What if your letter is not published? This could be for a number of reasons. It could simply be that you’ve left sending the letter until too late – most editing for tomorrow’s newspaper will start mid to late afternoon the previous day. It could also be that you were one of many who responded to the article in question and that the editor published only a selected, representative few. If that’s the case, then your letter contributed to the outcome even though you did not get your name in print!
Having said all that, there are some tips for success. While these won’t guarantee that you’ll get published, they will help you get considered.
When referring to a previous correspondent or an article in the same paper, make sure you give an adequate, early reference:
“Your article by Joe Bloggs (newspaper name 13 April) leaves out some critical considerations…”
“John Smith’s letter (13 April) provides clear evidence that…”
“If only it were really that simple! Joe Bloggs made some important points (Letter 13 April) but…”
These kinds of introductions set the scene immediately. Even if the reader of your letter hadn’t read the earlier article or letter you will, nonetheless, have flagged that you are responding as well as introducing the topic.
Keep the whole letter to about 200-300 words. On rare occasions longer letters will be published, but when the editor has little space to work with, why give him or her an excuse to leave your contribution out?
Make one or two points only – and make them the best points. Sometimes citing references can help, but remember: data does not make an argument; data only supports an argument. Think of it this way: If I say to you: “I have a hammer.” You might assume that I want to hit a nail – but I might well want to do something else with it. If I said, “The roof needs fixing and I have the tool to do it,” then you’re left in no doubt about the hammer!
On the use of data; you don’t need to know everything there is to know on your subject. But if you are mentioning a statistic, take the time to check the fact at a reputable source. There’s nothing worse than making a good point only to have the argument shot through by not getting the detail right. It’s just not good enough to recall hearing that ‘in xyz country 25% of …’. If you don’t have the data, don’t suggest that you have. If you’re making your point well, maybe you can rely on common sense – you don’t always need chapter and verse.

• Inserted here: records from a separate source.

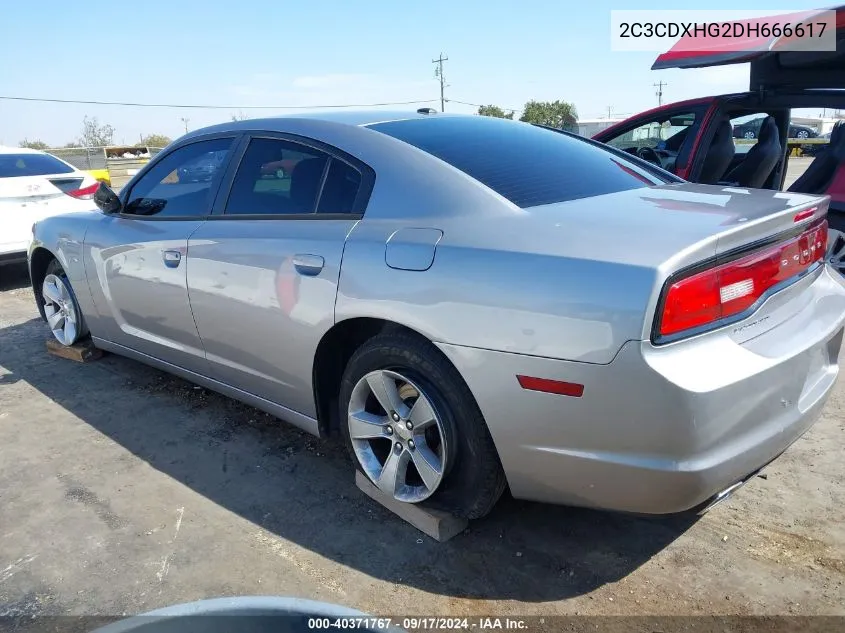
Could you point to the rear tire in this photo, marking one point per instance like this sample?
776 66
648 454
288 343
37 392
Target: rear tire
59 307
470 479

Close with a short, pithy sentence that encapsulates your argument. Some examples:
“Emotions are a poor master; in reality, there’s much more to this than meets the eye.”

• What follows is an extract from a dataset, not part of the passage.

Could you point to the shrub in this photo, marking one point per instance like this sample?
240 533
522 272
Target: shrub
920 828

“We need to think a bit more on this and make sure everyone gets a fair go.”
“We need to think of our children’s future and the kind of world we leave them.”
It probably goes without saying, but steer clear of snide or superior comments. No-one likes a smarty-pants!
Most newspapers will take letters via email these days. Make sure that you provide your name and address details and a phone number (sometimes used for verification) in the body of the email. Don’t send attachments, they won’t get opened.
Getting a series of letters published on the same issue over a number of weeks is rare in my experience. Clara’s efforts are probably the exception rather than the rule. The issue was running strong – which I guess encouraged the editor. Also, as you will see from Clara’s letters, she was often responding to people who had criticised her comments (a sure sign that she was onto something!)
By the way, I know that a number of other supporters get letters published – and quite frequently too! Please keep up the good work and please send me copies when you make it into print.